Il s'en souvenait, d’ailleurs, cette partie avait été construite
à l'emplacement d'un petit hôtel bon marché. Julien regarda la
chambre et réalisa soudain qu'il n'était pas ailleurs. Il
était avant ! Il avait voyagé dans le temps !
Bénissant
le ciel d'être arrivé dans une chambre inoccupée, il enroula la
couverture autour se son buste et, à l'aide d'une corde à rideau,
il improvisa une ceinture. C'était un peu farfelu comme
accoutrement, mais heureusement, se dit Julien, la mode féminine
autorise beaucoup d'extravagances. Il estimait avoir de bonnes
chances de passer inaperçu ainsi. Julien ouvrit la porte et la jeune
beauté aux pieds nus s'éclipsa de l’hôtel. En marchant dans la
rue, Julien fit le point de sa situation. Elle était sérieuse. Il
était seul, perdu dans une époque dont il ne savait presque rien,
dans ce corps si nouveau pour lui, sans argent et sans identité…

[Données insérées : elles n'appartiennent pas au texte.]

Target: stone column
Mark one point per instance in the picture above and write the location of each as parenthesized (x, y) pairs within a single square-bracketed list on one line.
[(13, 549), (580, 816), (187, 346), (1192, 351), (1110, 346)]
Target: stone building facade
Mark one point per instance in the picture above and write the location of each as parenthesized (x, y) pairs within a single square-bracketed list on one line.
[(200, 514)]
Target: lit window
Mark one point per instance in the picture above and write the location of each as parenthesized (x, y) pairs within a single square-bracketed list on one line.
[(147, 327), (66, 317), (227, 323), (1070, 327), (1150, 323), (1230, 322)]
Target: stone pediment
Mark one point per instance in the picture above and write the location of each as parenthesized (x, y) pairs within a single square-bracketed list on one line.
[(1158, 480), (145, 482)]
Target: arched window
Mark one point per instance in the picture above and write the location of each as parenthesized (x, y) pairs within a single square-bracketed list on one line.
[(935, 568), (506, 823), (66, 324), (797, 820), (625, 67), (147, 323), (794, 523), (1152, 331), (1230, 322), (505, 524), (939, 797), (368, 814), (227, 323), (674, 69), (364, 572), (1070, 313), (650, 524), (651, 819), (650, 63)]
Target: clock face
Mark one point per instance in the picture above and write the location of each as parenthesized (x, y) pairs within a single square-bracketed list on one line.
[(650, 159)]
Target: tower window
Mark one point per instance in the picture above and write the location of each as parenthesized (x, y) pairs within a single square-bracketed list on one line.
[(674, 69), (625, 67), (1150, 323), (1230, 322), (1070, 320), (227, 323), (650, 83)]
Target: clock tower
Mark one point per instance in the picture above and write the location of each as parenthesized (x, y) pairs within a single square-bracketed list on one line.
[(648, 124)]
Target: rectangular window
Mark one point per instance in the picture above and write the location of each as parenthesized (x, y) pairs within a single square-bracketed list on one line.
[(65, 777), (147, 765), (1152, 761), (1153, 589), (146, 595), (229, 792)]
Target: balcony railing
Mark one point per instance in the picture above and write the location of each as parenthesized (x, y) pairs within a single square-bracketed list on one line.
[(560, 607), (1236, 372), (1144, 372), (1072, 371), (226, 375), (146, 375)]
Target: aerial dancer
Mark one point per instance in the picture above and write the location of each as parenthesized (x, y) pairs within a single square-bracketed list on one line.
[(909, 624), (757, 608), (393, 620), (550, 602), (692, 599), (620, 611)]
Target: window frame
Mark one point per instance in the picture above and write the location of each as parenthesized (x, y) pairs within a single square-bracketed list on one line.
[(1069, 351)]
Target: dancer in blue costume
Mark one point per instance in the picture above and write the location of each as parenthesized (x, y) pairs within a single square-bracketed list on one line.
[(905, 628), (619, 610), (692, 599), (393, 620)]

Heureusement, depuis qu'il avait ouvert les yeux dans cette chambre,
il était parvenu à rester lucide et posé. Julien avisa soudain un
journal jeté dans une poubelle. Il le prit pour regarder la date :
19 avril 1965. Julien parcourut rapidement les articles. Et des
larmes montèrent à ses yeux. Des larmes de joie qui roulaient sans
qu’il fasse rien pour les retenir. Julien avait compris tout ce qui
était marqué dans le journal.
Son
transfert avait fait de lui quelqu'un d'intelligent !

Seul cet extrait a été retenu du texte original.